StreamAlert consists of multiple AWS components connected together and managed by Terraform.

StreamAlert Architecture

(click to enlarge)

Data Lifecycle

1. Log data can come through any of the supported data sources. This includes Kinesis, S3, SNS, or using a StreamAlert App to periodically poll data from a third-party API.

2. Inbound logs are first ingested via the “classifier” Lambda function in one of your clusters. The classifier is the first and most substantial component of StreamAlert, responsible for parsing, classifying, and performing normalization on logs. The classifier(s) can also optionally forward the resulting logs from classification to Firehose for historical retention and searching via Athena. The same results also get sent to an SQS Queue for further downstream analysis.
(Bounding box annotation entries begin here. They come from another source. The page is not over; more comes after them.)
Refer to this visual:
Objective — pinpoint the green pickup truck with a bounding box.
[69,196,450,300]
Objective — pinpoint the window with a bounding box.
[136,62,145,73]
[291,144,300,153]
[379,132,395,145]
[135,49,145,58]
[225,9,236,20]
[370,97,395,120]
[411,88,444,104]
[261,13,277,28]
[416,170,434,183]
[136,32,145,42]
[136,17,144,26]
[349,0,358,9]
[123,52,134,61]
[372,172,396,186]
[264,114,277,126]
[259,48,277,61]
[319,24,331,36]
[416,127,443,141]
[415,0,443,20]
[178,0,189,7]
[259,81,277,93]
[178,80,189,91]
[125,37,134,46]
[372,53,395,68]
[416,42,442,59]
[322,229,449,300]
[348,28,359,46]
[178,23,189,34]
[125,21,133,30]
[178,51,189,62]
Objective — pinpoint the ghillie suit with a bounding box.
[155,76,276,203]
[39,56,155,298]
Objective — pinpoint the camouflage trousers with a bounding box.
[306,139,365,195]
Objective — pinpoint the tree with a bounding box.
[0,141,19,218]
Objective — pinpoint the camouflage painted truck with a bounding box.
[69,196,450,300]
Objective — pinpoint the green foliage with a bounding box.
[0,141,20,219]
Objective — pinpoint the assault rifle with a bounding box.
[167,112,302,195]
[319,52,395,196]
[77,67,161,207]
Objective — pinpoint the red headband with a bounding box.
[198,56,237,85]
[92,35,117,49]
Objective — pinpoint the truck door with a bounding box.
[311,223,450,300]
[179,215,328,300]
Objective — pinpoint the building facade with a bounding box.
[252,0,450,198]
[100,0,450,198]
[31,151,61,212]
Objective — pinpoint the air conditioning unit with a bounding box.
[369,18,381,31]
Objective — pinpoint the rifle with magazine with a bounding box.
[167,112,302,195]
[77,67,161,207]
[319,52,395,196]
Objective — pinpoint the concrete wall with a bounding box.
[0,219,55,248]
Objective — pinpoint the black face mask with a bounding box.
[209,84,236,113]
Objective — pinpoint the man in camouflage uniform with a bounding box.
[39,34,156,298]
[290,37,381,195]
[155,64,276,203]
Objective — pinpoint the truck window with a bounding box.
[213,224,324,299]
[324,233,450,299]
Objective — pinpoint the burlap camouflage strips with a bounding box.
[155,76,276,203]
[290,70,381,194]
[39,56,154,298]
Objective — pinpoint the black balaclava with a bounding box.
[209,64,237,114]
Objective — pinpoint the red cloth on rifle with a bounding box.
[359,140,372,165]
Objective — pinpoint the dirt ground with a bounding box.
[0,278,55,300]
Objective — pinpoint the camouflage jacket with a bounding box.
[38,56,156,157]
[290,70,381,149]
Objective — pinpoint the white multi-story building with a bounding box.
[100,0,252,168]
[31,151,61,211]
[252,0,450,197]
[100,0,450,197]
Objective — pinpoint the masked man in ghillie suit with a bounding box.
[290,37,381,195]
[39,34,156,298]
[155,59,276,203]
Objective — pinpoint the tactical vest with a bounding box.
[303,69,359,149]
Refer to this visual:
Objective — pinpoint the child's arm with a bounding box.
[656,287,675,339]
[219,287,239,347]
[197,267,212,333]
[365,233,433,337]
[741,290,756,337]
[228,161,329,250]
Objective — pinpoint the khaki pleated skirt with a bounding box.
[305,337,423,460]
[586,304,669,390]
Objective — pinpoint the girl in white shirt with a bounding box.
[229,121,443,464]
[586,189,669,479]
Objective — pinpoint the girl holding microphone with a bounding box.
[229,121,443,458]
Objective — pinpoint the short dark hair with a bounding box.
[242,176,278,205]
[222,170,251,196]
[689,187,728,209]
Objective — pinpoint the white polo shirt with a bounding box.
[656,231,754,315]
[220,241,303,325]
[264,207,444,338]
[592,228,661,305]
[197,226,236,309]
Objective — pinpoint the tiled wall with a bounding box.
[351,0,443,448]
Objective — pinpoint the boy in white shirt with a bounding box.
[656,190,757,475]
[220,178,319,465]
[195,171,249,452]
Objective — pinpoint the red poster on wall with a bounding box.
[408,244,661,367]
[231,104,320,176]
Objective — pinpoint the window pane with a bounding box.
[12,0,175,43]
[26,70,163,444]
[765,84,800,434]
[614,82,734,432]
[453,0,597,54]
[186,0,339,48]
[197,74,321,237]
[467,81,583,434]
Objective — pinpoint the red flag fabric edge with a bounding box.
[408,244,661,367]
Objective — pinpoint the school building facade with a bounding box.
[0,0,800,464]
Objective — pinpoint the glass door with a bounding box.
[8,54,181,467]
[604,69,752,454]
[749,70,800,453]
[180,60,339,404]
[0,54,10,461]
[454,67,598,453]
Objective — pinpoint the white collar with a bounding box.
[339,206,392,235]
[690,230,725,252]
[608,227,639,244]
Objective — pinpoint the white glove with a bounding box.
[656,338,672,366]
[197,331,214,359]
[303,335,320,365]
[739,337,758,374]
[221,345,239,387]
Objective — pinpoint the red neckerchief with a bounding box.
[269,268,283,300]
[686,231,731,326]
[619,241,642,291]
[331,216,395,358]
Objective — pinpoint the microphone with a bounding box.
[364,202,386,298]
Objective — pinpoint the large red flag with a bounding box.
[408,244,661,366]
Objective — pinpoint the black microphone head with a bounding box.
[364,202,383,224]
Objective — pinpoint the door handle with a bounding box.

3. The SQS Queue that the classifier function(s) send data to is then utilized by a “rules engine” Lambda function. Note that this function is not “clustered” like the classifier(s) and is global to the StreamAlert deployment. The data read from the queue will be ran through the defined rules, and any alerts that are triggered will be sent to a DynamoDB table. Optionally, the rules engine function can read Threat Intelligence information from DynamoDB, or perform other lookup-style operations using data stored in S3.

4. The “alert merger” Lambda function regularly scans the alerts DynamoDB table. When new alerts arrive, they are either forwarded immediately (by default) or, if merge options are specified, they are bundled together with similar alerts before proceeding to the next stage.

5. The “alert processor” Lambda function is responsible for actually delivering the alert to its configured outputs. All alerts implicitly include a Firehose output, which feeds an S3 bucket that can be queried with Athena. Alerts will be retried indefinitely until they are successfully delivered, at which point they will be removed from the DynamoDB table.

6. An Athena Partitioner Lambda function runs periodically to onboard new StreamAlert data and alerts into their respective Athena databases for historical search.

Other StreamAlert components include DynamoDB tables and Lambda functions for optional rule promotion and regularly updating threat intelligence information.